Hilary McKay excels at exploring familial relationships and settings and, as we have come to expect from her work, Binny for Short is a sensitive, funny and perceptive look at how children find their place within their family and the forces that help shape their identity. In this story, Binny and her two siblings experience their father's death, as well as their grandmother's demise. Most painful for Binny, however, is the despatching of her beloved dog by her aunt to another owner. Her family have miscalculated as Binny's stubbornness means she refuses to accept the loss of her dog and it is her continued attempts to find out what happened to him that, eventually, both helps save her life and restores her perspective on the father she has lost. As well as a story about love, loss and identity, Binny for Short is a great adventure story as the family explores its new seaside home and the siblings develop new friendships. Funny, moving and beautifully delivered. Ages 9+. 304 pages. Reviewed by ReadingZone.

Binny for Short
Crown of Dreams
Katherine Roberts

Templar Publishing

ISBN 9781848778528

Crown of Dreams is the third in a series of stories based loosely on the Arthurian myths, in which King Arthur's daughter, Rhianna Pendragon, sets out on a quest to find four objects - the Lance of Truth, Excalibur, the Crown of Dreams and, in the fourth and last book, the Grail, in order to bring Arthur back to life. Author Katherine Roberts is an Arthurian enthusiast and she has expertly introduced some of the key elements of the myths into these stories. These include the villains, Mordred (firmly under his mum's thumb), and places such as Camelot and Avalon. The young heroine is, however, pleasingly robust unlike a true Medieval princess, the time when the novel is set. In the Crown of Dreams, Rhianna faces dragons, magic, rock falls and of course Mordred in the pursuit of her latest quest, to find the Crown of Dreams. This is a well-paced, atmospheric adventure story with plenty of great characters to enjoy. Ages 9+ / 452 pages / Reviewed by ReadingZone

Crown of Dreams

ISBN 9781780878287

Occasionally you will come across a book that feels so fresh and completely new that you know this has to be the debut of a major new talent and The Last Wild is just one of those rewarding reading experiences. Within a couple of pages I was completely hooked by Kester, the 12 year old narrator and totally immersed in his dystopian world where he is incarcerated in Spectrum Hall Academy for Challenging Children. This is a terrible future where all the animals and plants are dead and mankind is forced to eat chemical gloop manufactured by a sinister agency that now has ultimate power.

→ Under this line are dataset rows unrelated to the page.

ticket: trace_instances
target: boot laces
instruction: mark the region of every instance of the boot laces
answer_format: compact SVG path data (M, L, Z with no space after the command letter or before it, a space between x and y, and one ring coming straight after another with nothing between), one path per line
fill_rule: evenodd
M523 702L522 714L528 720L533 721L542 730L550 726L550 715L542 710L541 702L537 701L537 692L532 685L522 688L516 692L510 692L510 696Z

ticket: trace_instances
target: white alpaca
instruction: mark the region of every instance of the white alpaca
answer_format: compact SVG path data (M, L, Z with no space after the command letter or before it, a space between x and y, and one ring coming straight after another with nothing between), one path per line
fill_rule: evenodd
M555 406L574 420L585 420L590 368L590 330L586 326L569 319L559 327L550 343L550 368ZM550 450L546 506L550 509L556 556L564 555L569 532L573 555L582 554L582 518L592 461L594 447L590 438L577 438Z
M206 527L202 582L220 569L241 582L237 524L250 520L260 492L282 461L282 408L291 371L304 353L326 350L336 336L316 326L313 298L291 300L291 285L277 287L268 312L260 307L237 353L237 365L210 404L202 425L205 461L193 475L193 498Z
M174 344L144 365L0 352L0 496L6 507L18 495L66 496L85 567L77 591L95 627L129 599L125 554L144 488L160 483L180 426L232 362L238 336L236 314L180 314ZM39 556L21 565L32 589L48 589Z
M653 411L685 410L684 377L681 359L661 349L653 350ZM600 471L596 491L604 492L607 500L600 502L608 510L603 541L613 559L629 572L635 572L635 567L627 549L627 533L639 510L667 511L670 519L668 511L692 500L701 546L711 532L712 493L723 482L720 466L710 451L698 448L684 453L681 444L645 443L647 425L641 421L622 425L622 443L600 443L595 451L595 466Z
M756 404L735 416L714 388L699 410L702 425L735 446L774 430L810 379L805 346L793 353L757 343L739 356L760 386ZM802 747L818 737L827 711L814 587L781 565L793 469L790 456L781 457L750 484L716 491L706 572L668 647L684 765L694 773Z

These are genuine thought provoking environmental and political themes, which mature readers will pick up on, but more importantly there are fantastic magical elements, humour and page turning action written in a simple direct and very accessible style. Although Kester has been mute since the death of his mother he discovers he can communicate with animals, in particular The General, the bossy cockroach who masterminds Kester's jailbreak. The animal survivors believe Kester is the 'one' who can save them. He has to find his father and then his scientist father can find the cure to the dreaded red eye virus and so the quest begins. The characters, both animal and human and the relationships which develop are as much strength of this book as the hugely imaginative and well realised setting. I was so glad I started it on a long train journey and had no disturbances as I raced to the conclusion and I can imagine many young readers under the bedcovers trying to do the very same thing!